The idea of the packages is to handle large volumes of data without allocation of the full size RAM capacities.
So the file of several Gbs size will be squeezed actually down to several Mbs or even Kbs.
The only metadata are allocated to the RAM.
The physical data are stored and manipulated on the external tools (for instance, HDD or SSD).
Data manipulation & calculation trade-offs;
Hardware & data consistency/integrity issues;
Performance decrease issues of the workstation.
ff package is responsible for data structures & manipulations mainly.
ffbase is responsible for computations mainly.

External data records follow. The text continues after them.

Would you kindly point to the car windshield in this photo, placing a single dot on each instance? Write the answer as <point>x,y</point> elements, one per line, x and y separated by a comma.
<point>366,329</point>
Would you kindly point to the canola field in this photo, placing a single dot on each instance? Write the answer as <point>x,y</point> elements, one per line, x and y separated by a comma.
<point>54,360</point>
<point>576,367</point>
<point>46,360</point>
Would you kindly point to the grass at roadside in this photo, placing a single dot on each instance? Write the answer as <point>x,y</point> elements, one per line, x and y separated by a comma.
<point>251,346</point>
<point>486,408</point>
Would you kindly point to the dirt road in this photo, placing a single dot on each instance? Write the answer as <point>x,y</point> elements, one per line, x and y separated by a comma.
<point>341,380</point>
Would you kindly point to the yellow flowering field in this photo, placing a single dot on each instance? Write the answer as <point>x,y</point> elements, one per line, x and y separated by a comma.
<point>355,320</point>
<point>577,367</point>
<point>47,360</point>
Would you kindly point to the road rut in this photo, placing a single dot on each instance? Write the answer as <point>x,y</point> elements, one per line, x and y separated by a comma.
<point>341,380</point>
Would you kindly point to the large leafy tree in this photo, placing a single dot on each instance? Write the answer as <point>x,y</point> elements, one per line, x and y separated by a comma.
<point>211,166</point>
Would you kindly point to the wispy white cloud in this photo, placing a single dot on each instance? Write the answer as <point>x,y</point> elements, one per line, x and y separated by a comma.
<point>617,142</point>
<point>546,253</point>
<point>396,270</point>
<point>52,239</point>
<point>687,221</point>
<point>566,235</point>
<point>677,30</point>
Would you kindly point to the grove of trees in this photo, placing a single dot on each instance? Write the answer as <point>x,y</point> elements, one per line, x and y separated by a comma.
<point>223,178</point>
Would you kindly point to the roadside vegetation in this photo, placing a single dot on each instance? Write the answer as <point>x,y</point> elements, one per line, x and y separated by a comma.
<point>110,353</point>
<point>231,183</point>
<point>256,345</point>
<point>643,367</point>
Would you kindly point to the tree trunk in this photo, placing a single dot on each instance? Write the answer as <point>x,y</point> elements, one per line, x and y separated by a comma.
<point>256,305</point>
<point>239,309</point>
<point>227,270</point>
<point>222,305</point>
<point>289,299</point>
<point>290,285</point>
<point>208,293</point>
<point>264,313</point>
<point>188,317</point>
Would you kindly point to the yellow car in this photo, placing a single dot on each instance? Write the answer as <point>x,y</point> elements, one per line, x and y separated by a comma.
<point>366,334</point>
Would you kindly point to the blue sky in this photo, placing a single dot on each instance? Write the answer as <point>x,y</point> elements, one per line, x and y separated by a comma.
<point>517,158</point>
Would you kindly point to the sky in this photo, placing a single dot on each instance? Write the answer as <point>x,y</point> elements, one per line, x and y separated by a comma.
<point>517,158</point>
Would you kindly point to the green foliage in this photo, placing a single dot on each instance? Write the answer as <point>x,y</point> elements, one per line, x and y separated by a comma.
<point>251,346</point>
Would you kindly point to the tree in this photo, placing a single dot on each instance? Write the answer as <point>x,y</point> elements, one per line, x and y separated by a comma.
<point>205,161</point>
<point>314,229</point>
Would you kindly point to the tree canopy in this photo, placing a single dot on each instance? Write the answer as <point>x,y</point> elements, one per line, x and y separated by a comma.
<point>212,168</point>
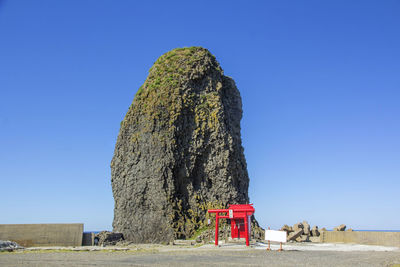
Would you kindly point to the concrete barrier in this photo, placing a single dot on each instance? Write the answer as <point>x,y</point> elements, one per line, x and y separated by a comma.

To process data in appropiate manner all data must be converted to types as follows:
ff (vector)
ff_vector (vector)
ffdf (table/dataframe)
library(ff)
library(ffbase)
rm(list=ls())
gc()
used (Mb) gc trigger (Mb) max used (Mb)
Ncells 787739 42.1 5438107 290.5 9493837 507.1
Vcells 5389718 41.2 33430281 255.1 153274983 1169.4
#make the initial data frame
df_size <- 50000000
x <- data.frame(a = numeric(df_size), b = numeric(df_size), c = numeric(df_size))

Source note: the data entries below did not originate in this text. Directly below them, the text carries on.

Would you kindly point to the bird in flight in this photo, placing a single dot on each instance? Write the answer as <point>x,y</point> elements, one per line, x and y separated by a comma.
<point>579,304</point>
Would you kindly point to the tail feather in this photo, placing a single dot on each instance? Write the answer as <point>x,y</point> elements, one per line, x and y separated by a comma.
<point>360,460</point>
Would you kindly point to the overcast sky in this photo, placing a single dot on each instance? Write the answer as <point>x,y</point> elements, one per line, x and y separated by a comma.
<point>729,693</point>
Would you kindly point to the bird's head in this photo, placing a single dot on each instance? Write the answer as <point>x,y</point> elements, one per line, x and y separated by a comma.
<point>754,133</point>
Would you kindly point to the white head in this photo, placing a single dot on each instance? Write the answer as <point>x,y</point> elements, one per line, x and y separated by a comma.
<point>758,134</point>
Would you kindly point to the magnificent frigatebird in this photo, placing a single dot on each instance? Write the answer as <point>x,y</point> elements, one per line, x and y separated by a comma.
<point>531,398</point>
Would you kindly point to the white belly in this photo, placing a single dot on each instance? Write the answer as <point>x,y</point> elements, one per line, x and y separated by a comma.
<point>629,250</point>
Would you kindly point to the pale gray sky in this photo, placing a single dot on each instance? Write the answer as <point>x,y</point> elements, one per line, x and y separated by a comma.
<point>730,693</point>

print(paste(round(object.size(x)/1024/1024,2),"Mb"))
[1] "1144.41 Mb"
#convert to ffdf object
system.time(
x1<-as.ffdf(x)
)
user system elapsed
2.27 3.81 264.36
#save df as ffdf object to the file
system.time(
write.csv2.ffdf(x1,"ff_test.csv")
)
user system elapsed
365.16 6.16 568.69
ffdf, ff, ff_vector could be as a standard vectors or dataframes but with the loss of its main advantage (no-RAM allocations).
Let’s scan through the brief example:
rm(list=ls())
gc()
used (Mb) gc trigger (Mb) max used (Mb)
Ncells 787516 42.1 3965509 211.8 9493837 507.1
Vcells 5389355 41.2 265730432 2027.4 255390158 1948.5
#read the raw data as ffdf object
system.time(
recovery <- read.csv2.ffdf(file="ff_test.csv"
, header = TRUE
, first.rows=10000
, next.rows=1000000
,levels=NULL
)
)
user system elapsed
52.87 1.83 87.31
#the size of the ffdf object
paste("ffdf object size:", round(object.size(recovery)/1024/1024,2),"Mb")
[1] "ffdf object size: 0.01 Mb"
#the type & size of the column from ffdf object with indexing
class(recovery[,1])
[1] "integer"
paste("recovery[,1]:",round(object.size(recovery[,1])/1024/1024,2),"Mb")
[1] "recovery[,1]: 190.73 Mb"
#the type & size of the column from ffdf object with column name
class(recovery$a)
[1] "ff_vector" "ff"
paste("recovery$a:",round(object.size(recovery$a)/1024,2),"kb")
[1] "recovery$a: 3.12 kb"
To monitor the RAM allocations in standard and ffdf calculations is recommended to run a tool to monitor RAM allocations such as Windows Task Manager.
mean_standard <- mean(recovery[,1])
rm(mean_standard)
gc()
used (Mb) gc trigger (Mb) max used (Mb)
Ncells 787566 42.1 2537925 135.6 9493837 507.1
Vcells 5389376 41.2 170067476 1297.6 255390158 1948.5
mean_ff <- mean(recovery$a)
rm(mean_ff)
gc()
used (Mb) gc trigger (Mb) max used (Mb)
Ncells 787566 42.1 2537925 135.6 9493837 507.1
Vcells 5389376 41.2 136053980 1038.1 255390158 1948.5
system.time(
within(recovery, {a <- a+5
#print(mean(a))
}
)
)
user system elapsed
66.35 1.56 119.12
gc()
used (Mb) gc trigger (Mb) max used (Mb)
Ncells 787625 42.1 6380318 340.8 9493837 507.1
Vcells 5389489 41.2 44582167 340.2 255390158 1948.5
The package is quite usefull. However it can require some tuning in specific cases. Tuning means the reaction of script and RAM for the specific task.